There is a lot more flaring happening on federal lands as opposed to state and private lands. The difference is pretty stark. As I wrote last week, flaring on state and private lands is about 29 percent of the gas produced. On the Fort Berthold Indian Reservation it’s about 40 percent.
According to the North Dakota Petroleum Council, which represents the oil industry in the state, what’s causing the difference is too much bureaucracy. Right of way rights for infrastructure to collect the gas is harder to get on tribal lands, and permitting gets scrutiny from no fewer than three federal agencies: The Bureau of Indian Affairs, the Bureau of Land Management and the US Fish & Wildlife Service.
In order to address this problem, North Dakota Rep. Kevin Cramer is backing legislation aimed at streamlining permitting on federal lands. ND Senator John Hoeven introduced the legislation previously in the Senate.
The press release from Rep. Cramer’s office is below.
WASHINGTON, D.C. – Today Congressman Kevin Cramer introduced the Natural Gas Gathering Enhancement Act in the U.S. House of Representatives. The legislation would reduce the loss of natural gas due to flaring and venting by expediting permits for pipelines on Federal and Indian land.
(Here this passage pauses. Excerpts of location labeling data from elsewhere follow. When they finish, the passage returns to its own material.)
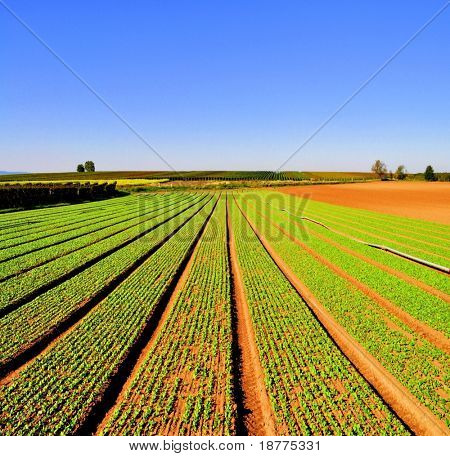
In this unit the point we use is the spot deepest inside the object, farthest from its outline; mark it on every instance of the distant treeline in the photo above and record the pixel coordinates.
(192, 175)
(29, 195)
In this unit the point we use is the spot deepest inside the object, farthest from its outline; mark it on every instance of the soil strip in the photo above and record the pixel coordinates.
(108, 397)
(254, 407)
(15, 304)
(415, 415)
(11, 368)
(437, 338)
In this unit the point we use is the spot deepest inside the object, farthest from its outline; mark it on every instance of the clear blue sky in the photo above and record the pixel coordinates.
(224, 84)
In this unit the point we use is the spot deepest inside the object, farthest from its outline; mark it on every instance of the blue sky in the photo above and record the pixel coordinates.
(224, 84)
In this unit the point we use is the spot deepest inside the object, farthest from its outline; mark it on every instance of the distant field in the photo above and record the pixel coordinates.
(120, 182)
(187, 175)
(424, 200)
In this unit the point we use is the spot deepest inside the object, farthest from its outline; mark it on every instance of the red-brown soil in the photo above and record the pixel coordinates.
(418, 417)
(435, 337)
(259, 419)
(422, 200)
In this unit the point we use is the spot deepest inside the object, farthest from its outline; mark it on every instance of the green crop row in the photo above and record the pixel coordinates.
(26, 284)
(417, 302)
(62, 228)
(314, 390)
(30, 323)
(55, 393)
(416, 363)
(381, 233)
(84, 237)
(414, 270)
(24, 221)
(185, 383)
(408, 235)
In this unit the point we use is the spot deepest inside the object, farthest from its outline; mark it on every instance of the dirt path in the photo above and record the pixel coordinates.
(164, 315)
(258, 419)
(421, 200)
(435, 337)
(401, 275)
(42, 344)
(416, 416)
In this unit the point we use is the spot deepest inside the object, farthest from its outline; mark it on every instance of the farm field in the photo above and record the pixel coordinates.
(140, 177)
(423, 200)
(226, 313)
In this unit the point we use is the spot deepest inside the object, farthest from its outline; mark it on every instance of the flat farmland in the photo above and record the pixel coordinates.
(423, 200)
(227, 313)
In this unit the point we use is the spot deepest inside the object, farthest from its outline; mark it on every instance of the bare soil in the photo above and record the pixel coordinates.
(258, 419)
(435, 337)
(416, 416)
(422, 200)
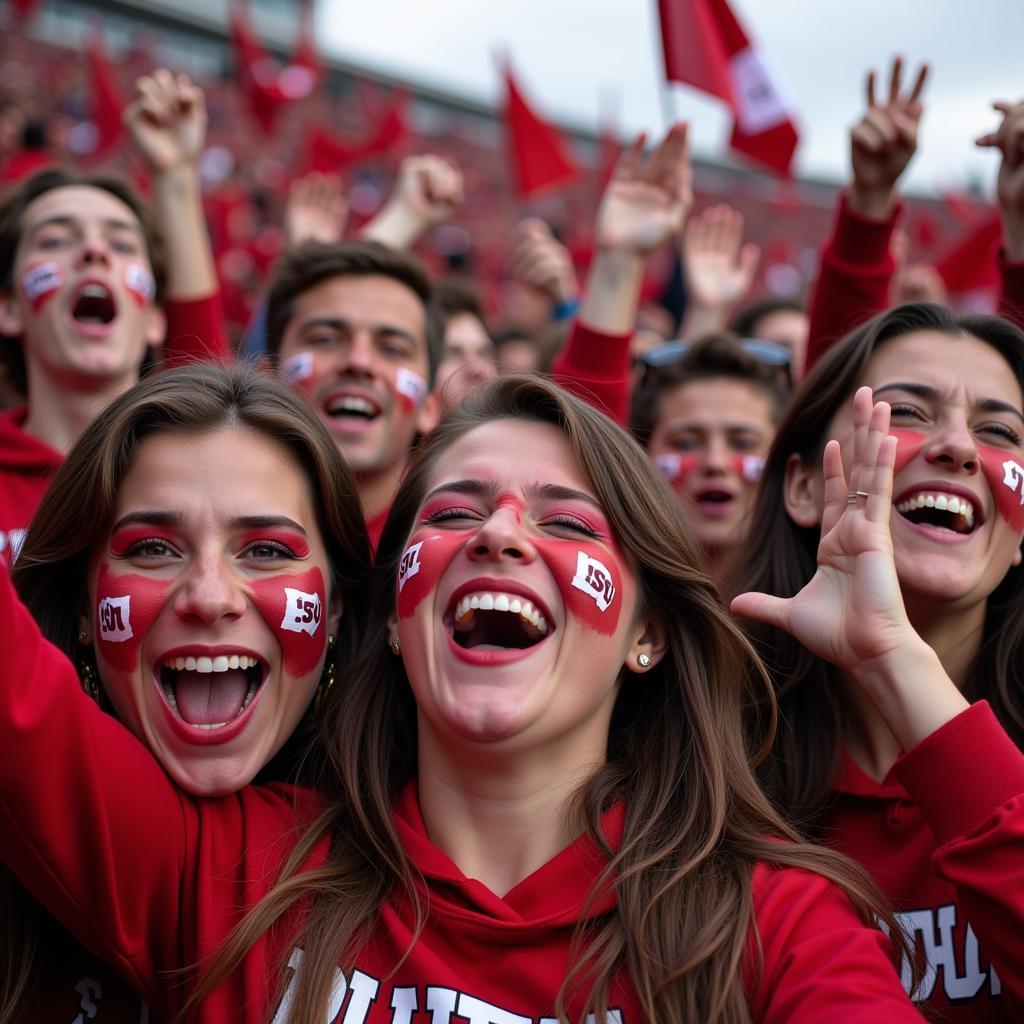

The companion bill was introduced in the Senate earlier this month by Senators John Hoeven (ND), John Barrasso (WY), and Mike Enzi (WY).
“Getting more natural gas to market will help power more homes and businesses while increasing North Dakota’s export position,” said Cramer. “This legislation is a prime example of how the federal government can help infrastructure catch up with the pace of development.”
The bill speeds the permitting process for natural gas gathering lines located on federal and Indian land by providing a categorical exclusion under the National Environmental Policy Act (NEPA). The categorical exclusion would not apply to lands within the National Park System, the National Wildlife Refuge System, or the National Wilderness Preservation System and land only within a field or unit which has already undergone environmental analysis under NEPA. The Secretaries of the Interior and Agriculture are then required to issue rights-of-way for lines which meet the categorical exclusion criteria within 30 days, and for all other lines within 60 days.
Indian tribes would be given the choice to opt in to the categorical exclusion provisions while States given the choice to opt out. To ensure transparency, the Secretary of the Interior must report to Congress every 180 days on the progress made under the legislation.
Cramer also cosponsored the Natural Gas Pipeline Permitting Reform Act, which passed the House last November. It would expedite the federal review process for larger natural gas pipeline permit applications by requiring the Federal Energy Regulatory Commission to approve or deny a complete application in 12 months and requiring all relevant agencies to approve or deny their portion of the application within 90 days. Permits would be automatically approved if these deadlines are missed.